6- to 7-pound unskinned pork belly
3 pound pork loin
FOR THE HERB PASTE
4 cloves garlic, peeled and coarsely chopped
1/4 cup packed fresh sage leaves
1/4 cup packed fresh rosemary leaves
2 tsp coarse salt (kosher or sea)
1 ½ tbsp cracked black peppercorns
1 tsp fennel seeds
2 strips (each 1/2 by 2 inches) orange zest
1 tbsp fresh lemon juice
1/3 cup extra virgin olive oil, or 3 more as needed
4 slices pancetta, unrolled into long strips
Make shallow diamond pattern incisions on both sides of the pork belly, season well with salt, then place in the refrigerate skin side up for 24 hours so that the salt can penetrate the meat.
Finely mince the garlic, sage, rosemary, pepper, fennel seeds, and orange zest by hand or in a food processor. Add the salt, lemon juice, and enough olive oil to get a thick paste.
Butterfly the pork loin. Take a large, sharp knife and start cutting into the meat along its longer edge, keeping it at all times ¾ inch from the bottom until all of the meat unrolls. Spread two to three tablespoons of the herb paste and then roll back into a log. Spread the outside of the loin, including the ends, with the remaining herb paste.
Place the pork belly on the worktop skin side down, and place the pork loin in the center. Roll the pork belly until the pork loin is completely covered. Tie with a kitchen string at 1-inch intervals to hold in place.

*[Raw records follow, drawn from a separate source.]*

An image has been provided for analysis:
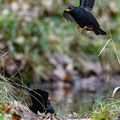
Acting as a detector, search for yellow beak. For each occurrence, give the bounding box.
[65,9,71,12]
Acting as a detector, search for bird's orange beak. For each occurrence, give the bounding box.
[65,9,71,12]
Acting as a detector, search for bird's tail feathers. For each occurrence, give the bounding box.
[94,28,107,35]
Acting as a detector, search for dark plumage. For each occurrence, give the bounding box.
[63,0,107,35]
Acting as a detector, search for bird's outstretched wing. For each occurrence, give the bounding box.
[80,0,95,11]
[63,12,77,24]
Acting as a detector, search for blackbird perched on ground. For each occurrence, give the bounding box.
[63,0,107,35]
[29,89,55,114]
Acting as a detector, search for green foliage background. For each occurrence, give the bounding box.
[0,0,120,81]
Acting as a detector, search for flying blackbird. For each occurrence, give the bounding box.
[63,0,107,35]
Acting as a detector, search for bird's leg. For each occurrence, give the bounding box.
[77,25,82,31]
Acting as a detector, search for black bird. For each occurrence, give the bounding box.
[63,0,107,35]
[29,89,55,114]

Using a sharp knife cut off any excess belly pork, as well as the ends of the pork loin, which you can use to prepare a different meal.
Set up the grill, then set it to preheat to 350°F. Pierce the porchetta through the center with the spit, then secure each end with a rotisserie fork. Spit-roast the porchetta for about 3 hours. When done, the outsides should be sizzling brown, and the internal temperature should be at 155°F. Take off the spit and remove the kitchen strings. Rest the meat for 10 minutes, then slice and serve.